Tucked away above a bustling swap-meet of jewelry purveyors in midtown Manhattan’s diamond district, blintzes and gefilte fish have attracted kosher-keeping visitors from around the country since at least 1955. But no more: at the beginning of this month, Diamond Dairy closed down after failing to renegotiate a lease with the building’s new owners, ABS Partners Real Estate.

“A new real estate firm bought the building and I couldn’t get a new lease, I was evicted, whatever you want to call it,” said Diamond Dairy owner Samuel Strauss, who used to commute every day from the Orthodox suburb of Monsey, in Westchester County, to this block of West 47th Street between 5th and 6th Avenues. Strauss noted that nearly two dozen other tenants have met the same fate: “In about two years he wants this building completely vacant. He wants to turn it into a fancy office building.” Strauss said that by mid-January he will begin looking for a venue in the diamond district where he can reopen.

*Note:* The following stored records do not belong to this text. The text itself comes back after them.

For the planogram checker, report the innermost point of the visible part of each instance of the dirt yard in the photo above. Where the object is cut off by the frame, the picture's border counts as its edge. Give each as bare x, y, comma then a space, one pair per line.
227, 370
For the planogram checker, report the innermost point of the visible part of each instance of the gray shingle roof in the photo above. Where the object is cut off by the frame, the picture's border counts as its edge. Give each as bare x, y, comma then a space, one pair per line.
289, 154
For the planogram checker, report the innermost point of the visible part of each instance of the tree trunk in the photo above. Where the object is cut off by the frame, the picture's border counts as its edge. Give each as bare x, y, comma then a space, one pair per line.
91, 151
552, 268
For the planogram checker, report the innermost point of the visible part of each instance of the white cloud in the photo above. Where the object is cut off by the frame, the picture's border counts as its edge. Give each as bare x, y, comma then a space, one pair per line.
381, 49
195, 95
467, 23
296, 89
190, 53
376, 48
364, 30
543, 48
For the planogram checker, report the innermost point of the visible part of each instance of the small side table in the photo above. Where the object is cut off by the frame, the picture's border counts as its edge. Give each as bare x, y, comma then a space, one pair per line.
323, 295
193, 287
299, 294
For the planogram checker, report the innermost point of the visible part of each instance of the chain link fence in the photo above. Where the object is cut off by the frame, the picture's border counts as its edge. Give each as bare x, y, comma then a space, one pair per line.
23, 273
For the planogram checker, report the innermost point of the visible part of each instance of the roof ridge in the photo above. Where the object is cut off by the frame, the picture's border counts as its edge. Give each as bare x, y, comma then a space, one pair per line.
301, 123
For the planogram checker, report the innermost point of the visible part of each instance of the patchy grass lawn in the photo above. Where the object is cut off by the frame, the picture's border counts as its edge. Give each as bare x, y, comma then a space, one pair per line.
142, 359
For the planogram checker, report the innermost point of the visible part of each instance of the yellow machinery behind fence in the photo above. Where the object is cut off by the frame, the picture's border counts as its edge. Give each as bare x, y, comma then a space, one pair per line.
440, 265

The old-fashioned dairy restaurant’s chief mourners are the jewelers who work in the area, many of them Orthodox or ultra-Orthodox Jews.

“I used to eat there every day,” said vendor Gaby Raz. “Delicious food. The best tuna fish, scrambled eggs, blintzes, cholent. I remember when I first came here”—in 1976—“the old woman who had opened the place was still there. She reminded me of my grandmother.”

A room adjacent to the restaurant was used daily for mincha, the afternoon prayer service, and Talmud study, which made it an even more popular destination.

“If somebody comes to midtown from anywhere in the United States and they want to daven mincha, they come here,” said Yitzchok Fleischer, another vendor. The short service would be held six times in a row so that if a worshiper missed one, another would quickly follow.

Diamond Dairy also drove business to the jewelers on the floor below, including the many tourists for whom the restaurant was a New York landmark. They’re still showing up, Raz said, not knowing that the restaurant has closed.

“People are shocked. They almost cry,” Raz said. “Let me tell you, darling: nothing in life is forever. Nothing but Hashem.”